According to the variable frequency generator and the output frequency control method thereof of the present invention, it is possible to generate a desired frequency steplessly without increasing the circuit scale of the frequency dividing circuit and the like.

[Brief description of the drawings]

FIG. 1 is a block diagram showing an embodiment of a variable frequency generator of the present invention.

FIG. 2 is a diagram showing how the frequency division ratio is controlled in the variable frequency generator of the present invention.

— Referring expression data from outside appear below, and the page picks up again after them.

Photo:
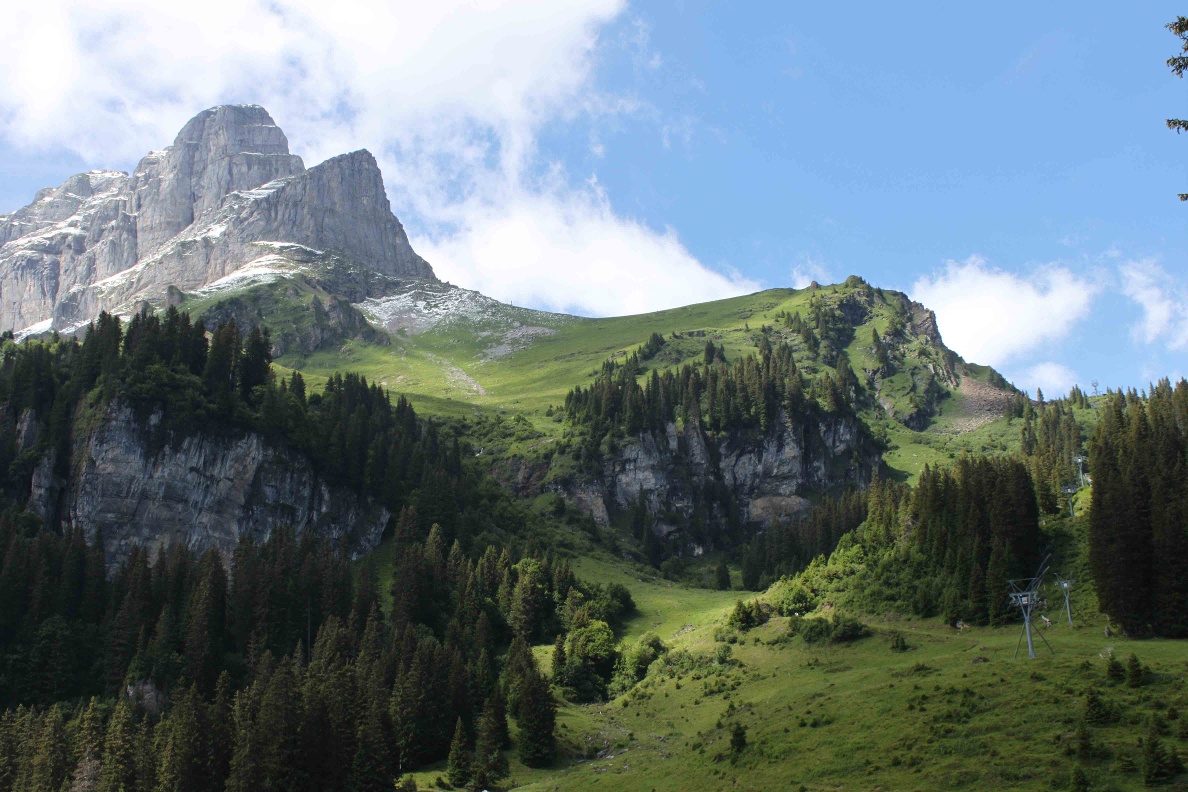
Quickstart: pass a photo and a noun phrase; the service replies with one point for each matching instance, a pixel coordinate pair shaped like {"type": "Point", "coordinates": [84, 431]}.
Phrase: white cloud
{"type": "Point", "coordinates": [990, 316]}
{"type": "Point", "coordinates": [596, 263]}
{"type": "Point", "coordinates": [449, 95]}
{"type": "Point", "coordinates": [808, 271]}
{"type": "Point", "coordinates": [1163, 301]}
{"type": "Point", "coordinates": [1054, 378]}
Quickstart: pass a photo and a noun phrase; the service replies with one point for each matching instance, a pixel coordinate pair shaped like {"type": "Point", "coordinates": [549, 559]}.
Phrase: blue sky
{"type": "Point", "coordinates": [1010, 169]}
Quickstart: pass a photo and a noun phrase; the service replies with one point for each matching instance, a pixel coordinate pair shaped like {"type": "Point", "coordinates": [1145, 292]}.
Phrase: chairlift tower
{"type": "Point", "coordinates": [1066, 587]}
{"type": "Point", "coordinates": [1069, 489]}
{"type": "Point", "coordinates": [1025, 594]}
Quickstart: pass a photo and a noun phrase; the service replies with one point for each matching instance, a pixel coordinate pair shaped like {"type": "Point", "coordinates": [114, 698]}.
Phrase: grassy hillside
{"type": "Point", "coordinates": [954, 710]}
{"type": "Point", "coordinates": [460, 355]}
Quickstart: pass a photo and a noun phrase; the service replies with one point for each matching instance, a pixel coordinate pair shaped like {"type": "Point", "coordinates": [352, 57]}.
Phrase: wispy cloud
{"type": "Point", "coordinates": [809, 270]}
{"type": "Point", "coordinates": [994, 317]}
{"type": "Point", "coordinates": [452, 97]}
{"type": "Point", "coordinates": [1055, 379]}
{"type": "Point", "coordinates": [1162, 299]}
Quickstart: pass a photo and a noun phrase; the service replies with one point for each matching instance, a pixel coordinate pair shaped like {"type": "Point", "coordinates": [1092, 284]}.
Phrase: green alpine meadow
{"type": "Point", "coordinates": [283, 509]}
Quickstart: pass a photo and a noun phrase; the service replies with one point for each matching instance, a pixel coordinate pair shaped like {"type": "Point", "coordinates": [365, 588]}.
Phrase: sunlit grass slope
{"type": "Point", "coordinates": [955, 710]}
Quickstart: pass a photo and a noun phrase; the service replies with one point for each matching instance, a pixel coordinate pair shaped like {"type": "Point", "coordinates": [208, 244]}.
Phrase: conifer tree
{"type": "Point", "coordinates": [490, 766]}
{"type": "Point", "coordinates": [371, 770]}
{"type": "Point", "coordinates": [722, 575]}
{"type": "Point", "coordinates": [119, 752]}
{"type": "Point", "coordinates": [537, 717]}
{"type": "Point", "coordinates": [558, 660]}
{"type": "Point", "coordinates": [457, 768]}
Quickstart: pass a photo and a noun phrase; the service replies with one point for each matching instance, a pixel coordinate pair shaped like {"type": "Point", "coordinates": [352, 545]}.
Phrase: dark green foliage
{"type": "Point", "coordinates": [788, 546]}
{"type": "Point", "coordinates": [738, 739]}
{"type": "Point", "coordinates": [536, 720]}
{"type": "Point", "coordinates": [1097, 711]}
{"type": "Point", "coordinates": [1138, 544]}
{"type": "Point", "coordinates": [457, 767]}
{"type": "Point", "coordinates": [1179, 63]}
{"type": "Point", "coordinates": [749, 614]}
{"type": "Point", "coordinates": [490, 765]}
{"type": "Point", "coordinates": [1135, 672]}
{"type": "Point", "coordinates": [839, 628]}
{"type": "Point", "coordinates": [1078, 781]}
{"type": "Point", "coordinates": [752, 396]}
{"type": "Point", "coordinates": [722, 576]}
{"type": "Point", "coordinates": [948, 545]}
{"type": "Point", "coordinates": [1158, 766]}
{"type": "Point", "coordinates": [633, 663]}
{"type": "Point", "coordinates": [1116, 671]}
{"type": "Point", "coordinates": [365, 703]}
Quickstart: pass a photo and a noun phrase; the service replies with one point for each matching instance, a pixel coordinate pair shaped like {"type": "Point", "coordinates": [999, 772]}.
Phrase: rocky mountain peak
{"type": "Point", "coordinates": [231, 130]}
{"type": "Point", "coordinates": [219, 151]}
{"type": "Point", "coordinates": [225, 195]}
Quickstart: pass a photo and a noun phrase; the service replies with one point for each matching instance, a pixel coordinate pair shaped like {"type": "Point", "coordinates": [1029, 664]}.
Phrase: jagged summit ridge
{"type": "Point", "coordinates": [226, 194]}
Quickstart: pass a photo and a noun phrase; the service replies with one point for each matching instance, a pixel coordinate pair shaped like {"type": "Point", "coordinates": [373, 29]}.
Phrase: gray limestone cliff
{"type": "Point", "coordinates": [203, 490]}
{"type": "Point", "coordinates": [768, 476]}
{"type": "Point", "coordinates": [225, 198]}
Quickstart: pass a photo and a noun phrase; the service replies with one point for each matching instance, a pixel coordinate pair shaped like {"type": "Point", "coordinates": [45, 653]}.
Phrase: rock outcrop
{"type": "Point", "coordinates": [206, 490]}
{"type": "Point", "coordinates": [768, 475]}
{"type": "Point", "coordinates": [226, 196]}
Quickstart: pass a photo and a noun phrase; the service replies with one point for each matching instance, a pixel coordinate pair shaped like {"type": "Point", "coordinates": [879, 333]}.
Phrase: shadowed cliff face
{"type": "Point", "coordinates": [227, 195]}
{"type": "Point", "coordinates": [206, 490]}
{"type": "Point", "coordinates": [765, 476]}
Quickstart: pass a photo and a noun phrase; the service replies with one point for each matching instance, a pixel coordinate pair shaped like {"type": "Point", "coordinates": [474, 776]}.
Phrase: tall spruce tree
{"type": "Point", "coordinates": [537, 718]}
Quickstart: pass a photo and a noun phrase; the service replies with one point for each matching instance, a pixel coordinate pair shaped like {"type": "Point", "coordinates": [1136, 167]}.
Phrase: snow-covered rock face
{"type": "Point", "coordinates": [189, 216]}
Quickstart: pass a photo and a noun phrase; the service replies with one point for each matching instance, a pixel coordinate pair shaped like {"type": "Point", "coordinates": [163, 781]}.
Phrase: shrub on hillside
{"type": "Point", "coordinates": [839, 628]}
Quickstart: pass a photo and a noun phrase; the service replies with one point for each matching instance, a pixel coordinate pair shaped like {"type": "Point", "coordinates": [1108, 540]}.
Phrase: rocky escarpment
{"type": "Point", "coordinates": [227, 195]}
{"type": "Point", "coordinates": [203, 490]}
{"type": "Point", "coordinates": [769, 476]}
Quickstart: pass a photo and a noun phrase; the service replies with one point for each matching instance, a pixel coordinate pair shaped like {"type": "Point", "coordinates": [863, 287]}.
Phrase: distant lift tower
{"type": "Point", "coordinates": [1025, 594]}
{"type": "Point", "coordinates": [1069, 489]}
{"type": "Point", "coordinates": [1066, 585]}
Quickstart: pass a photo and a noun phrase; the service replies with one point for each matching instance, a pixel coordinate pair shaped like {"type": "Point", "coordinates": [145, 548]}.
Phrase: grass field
{"type": "Point", "coordinates": [953, 711]}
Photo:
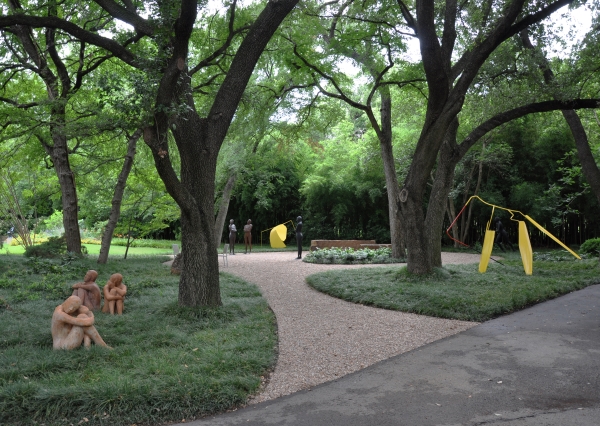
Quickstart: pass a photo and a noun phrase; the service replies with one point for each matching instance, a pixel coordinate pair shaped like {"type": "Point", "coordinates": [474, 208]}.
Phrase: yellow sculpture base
{"type": "Point", "coordinates": [277, 236]}
{"type": "Point", "coordinates": [525, 248]}
{"type": "Point", "coordinates": [486, 251]}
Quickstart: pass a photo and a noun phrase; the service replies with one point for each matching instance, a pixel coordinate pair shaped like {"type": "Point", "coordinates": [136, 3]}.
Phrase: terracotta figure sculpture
{"type": "Point", "coordinates": [73, 324]}
{"type": "Point", "coordinates": [299, 236]}
{"type": "Point", "coordinates": [114, 295]}
{"type": "Point", "coordinates": [232, 234]}
{"type": "Point", "coordinates": [248, 235]}
{"type": "Point", "coordinates": [88, 291]}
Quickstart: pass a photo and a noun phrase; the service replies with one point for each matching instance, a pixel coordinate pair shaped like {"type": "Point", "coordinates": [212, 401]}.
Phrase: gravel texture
{"type": "Point", "coordinates": [322, 338]}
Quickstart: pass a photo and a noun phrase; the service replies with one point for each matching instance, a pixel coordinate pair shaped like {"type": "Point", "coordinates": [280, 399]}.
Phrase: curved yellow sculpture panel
{"type": "Point", "coordinates": [277, 236]}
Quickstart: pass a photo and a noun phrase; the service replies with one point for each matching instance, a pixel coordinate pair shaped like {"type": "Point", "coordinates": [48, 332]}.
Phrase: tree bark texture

FIG. 3 is a block diagram showing an example of a conventional variable frequency generator.

[Explanation of symbols]

 11, 101 Reference frequency generator 12 First programmable frequency divider 13 First frequency division ratio setting register 14, 104 Phase comparator 15, 105 Low pass filter (LPF) 16, 106 Variable frequency oscillator 17 Second Programmable frequency divider 18 Second frequency division ratio setting register 19 Microcontroller 102 1 / M frequency divider 103, 108 Frequency division ratio setting circuit 107 1 / N frequency divider

Claims (3)

[Claims] 1. A first programmable frequency divider for dividing a reference input signal from a reference frequency generator, a variable frequency oscillator, and a second programmable frequency divider for dividing an output of the variable frequency oscillator. A phase comparator to which the output of the first programmable frequency divider and the output of the second programmable frequency divider are input, and the output of the phase comparator, the output of which is input to the frequency variable oscillator. A low-pass filter to be applied, and means for periodically changing the frequency division ratio of one or both of the first programmable frequency divider and the second programmable frequency divider. Variable frequency generator. 2. The variable frequency generator according to claim 1, wherein the means for periodically changing the division ratio is a microcontroller. 3. A first programmable frequency divider for dividing a reference input signal from a reference frequency generator, a second programmable frequency divider for dividing an output signal of a variable frequency oscillator, and the first programmable frequency divider. A phase comparator for comparing the phases of the output signal of the programmable frequency divider and the output signal of the second programmable frequency divider, a low-pass filter to which the output of the phase comparator is input, and the low-pass filter An output signal frequency control method in a variable frequency generator comprising the frequency variable oscillator whose oscillation frequency is controlled by the output of, wherein either the first programmable frequency divider or the second programmable frequency divider is provided. An output frequency control method for controlling the oscillation frequency of the variable frequency oscillator by periodically changing one or both of the frequency division ratios.